The failure of the Dublin government to formulate a national transport policy was also highlighted by the NBRU. Such a policy to eliminate gridlock in the major cities and towns would have led to ``a major improvement in faster journeys and reliability of our services''.

The NBRU also tackles the issue of competition. ``How can competition improve public transport... how in the current situation would a passenger be assured of greater reliability, speed, efficiency i.e. quality of service?''

The failure of the British model was highlighted by the union. In Britain, competition has created a situation where fares have risen faster than inflation and passenger numbers have fallen in all regions except London. Three companies control the greater part of the bus and rail industry.
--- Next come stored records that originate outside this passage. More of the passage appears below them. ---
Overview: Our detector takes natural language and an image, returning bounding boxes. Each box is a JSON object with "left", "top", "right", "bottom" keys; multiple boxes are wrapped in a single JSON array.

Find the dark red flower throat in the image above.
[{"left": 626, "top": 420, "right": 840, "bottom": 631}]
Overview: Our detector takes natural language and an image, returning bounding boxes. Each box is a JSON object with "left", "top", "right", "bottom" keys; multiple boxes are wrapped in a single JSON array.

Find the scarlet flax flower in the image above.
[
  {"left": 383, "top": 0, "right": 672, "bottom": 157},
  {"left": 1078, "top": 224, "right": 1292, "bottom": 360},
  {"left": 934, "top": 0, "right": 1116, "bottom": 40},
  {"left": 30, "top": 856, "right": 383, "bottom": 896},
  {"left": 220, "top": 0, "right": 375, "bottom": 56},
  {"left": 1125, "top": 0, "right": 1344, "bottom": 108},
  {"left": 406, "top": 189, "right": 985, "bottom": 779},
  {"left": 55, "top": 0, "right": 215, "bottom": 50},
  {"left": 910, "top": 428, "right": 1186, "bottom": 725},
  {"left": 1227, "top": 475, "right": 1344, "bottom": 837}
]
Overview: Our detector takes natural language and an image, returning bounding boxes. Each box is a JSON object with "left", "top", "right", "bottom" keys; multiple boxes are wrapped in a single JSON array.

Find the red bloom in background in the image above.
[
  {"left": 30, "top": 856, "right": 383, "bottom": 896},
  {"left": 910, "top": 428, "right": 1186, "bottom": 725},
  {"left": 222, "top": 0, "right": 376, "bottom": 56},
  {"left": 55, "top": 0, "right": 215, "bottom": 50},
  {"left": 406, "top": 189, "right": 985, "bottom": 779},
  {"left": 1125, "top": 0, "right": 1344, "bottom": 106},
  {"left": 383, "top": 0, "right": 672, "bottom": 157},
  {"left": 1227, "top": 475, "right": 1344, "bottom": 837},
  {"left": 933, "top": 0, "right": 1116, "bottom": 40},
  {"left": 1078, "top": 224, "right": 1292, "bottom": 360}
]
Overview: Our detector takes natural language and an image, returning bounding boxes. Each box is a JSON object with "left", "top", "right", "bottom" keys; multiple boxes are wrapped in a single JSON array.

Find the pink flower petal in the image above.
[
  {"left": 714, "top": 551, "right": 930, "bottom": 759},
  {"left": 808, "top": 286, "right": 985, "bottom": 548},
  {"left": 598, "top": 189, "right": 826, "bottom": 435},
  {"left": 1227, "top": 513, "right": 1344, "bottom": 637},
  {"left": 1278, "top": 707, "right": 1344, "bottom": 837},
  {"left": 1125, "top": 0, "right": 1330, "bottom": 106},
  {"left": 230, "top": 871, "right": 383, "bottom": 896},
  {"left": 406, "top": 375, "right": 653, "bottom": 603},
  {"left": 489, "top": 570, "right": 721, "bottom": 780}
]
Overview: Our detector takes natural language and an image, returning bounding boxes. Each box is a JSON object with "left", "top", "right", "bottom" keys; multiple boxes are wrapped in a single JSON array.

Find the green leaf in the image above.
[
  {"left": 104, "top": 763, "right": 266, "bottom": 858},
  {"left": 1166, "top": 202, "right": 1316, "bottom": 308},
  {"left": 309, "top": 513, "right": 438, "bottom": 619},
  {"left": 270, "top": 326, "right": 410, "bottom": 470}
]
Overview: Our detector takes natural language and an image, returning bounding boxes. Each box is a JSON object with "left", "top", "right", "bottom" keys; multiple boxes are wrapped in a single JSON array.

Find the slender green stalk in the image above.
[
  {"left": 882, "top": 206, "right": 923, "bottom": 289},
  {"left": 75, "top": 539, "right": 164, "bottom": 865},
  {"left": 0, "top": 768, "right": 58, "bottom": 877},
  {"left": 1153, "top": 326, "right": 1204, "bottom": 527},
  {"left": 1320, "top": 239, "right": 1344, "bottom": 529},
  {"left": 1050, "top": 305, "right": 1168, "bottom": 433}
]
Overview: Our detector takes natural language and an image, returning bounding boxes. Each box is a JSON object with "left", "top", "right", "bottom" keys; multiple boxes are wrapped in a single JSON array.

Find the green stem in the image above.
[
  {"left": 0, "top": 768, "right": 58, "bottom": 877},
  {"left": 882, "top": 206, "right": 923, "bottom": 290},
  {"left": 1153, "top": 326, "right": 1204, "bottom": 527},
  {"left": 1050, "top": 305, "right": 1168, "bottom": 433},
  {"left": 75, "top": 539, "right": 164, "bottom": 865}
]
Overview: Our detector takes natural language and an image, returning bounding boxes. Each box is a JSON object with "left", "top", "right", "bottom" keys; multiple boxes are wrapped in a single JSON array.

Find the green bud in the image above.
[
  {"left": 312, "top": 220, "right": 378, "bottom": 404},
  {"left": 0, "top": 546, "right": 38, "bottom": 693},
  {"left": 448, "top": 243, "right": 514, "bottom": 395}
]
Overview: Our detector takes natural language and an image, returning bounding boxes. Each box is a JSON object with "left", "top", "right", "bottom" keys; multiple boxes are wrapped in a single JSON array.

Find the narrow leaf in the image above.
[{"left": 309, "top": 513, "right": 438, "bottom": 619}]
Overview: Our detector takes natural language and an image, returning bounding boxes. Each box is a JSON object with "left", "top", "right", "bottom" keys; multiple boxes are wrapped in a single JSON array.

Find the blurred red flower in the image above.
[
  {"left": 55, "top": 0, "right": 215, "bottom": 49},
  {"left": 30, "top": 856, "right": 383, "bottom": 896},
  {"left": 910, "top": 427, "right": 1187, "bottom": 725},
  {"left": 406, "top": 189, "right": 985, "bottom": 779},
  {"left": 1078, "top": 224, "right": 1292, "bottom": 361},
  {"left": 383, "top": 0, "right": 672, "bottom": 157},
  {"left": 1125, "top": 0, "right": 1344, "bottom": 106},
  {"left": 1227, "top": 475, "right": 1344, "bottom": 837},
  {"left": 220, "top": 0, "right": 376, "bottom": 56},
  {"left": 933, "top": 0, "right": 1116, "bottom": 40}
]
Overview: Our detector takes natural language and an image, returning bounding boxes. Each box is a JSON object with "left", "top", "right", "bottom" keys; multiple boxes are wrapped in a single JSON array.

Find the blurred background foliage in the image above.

The NBRU also points up the range of anti trade union measures such as low wages, inadequate pension arrangements and welfare schemes that have become endemic in the British transport industry.

One of the interesting parts of O'Rourke's speech was her praise for the DART rail service in Dublin. Every DART passenger is subsidised £1.40 for each journey compared to a subsidy of 3p for each Dublin Bus passenger.

Dublin Bus receives a government grant subsidy of 6% of its total costs, compared to 39% in Barcelona, 55% in Helsinki and 74% for Rome. Even London, which has a privatised transport system, has a subsidy of 18% of costs, three times greater than Dublin Bus.

Dublin Bus is also losing out in wage comparison. The £204 per week paid to drivers in their first year is considerably less than the £248 paid in Amsterdam, the £340 per week in Berlin and the £385 paid in Copenhagen.

The NBRU believes that ``the minister and her department are rooted in an ideological time warp wherein competition is considered as the panacea for the ills of an underfunded public transport system, combined with the absence of a national coherent transport strategy''.

Mary O'Rourke took some very positive steps when she first became Public Enterprise minister. Her immediate diffusion of a management-created industrial relations crisis was welcome. It would be a step backwards now if she was to deliberately rekindle conflict with the CIE workforce.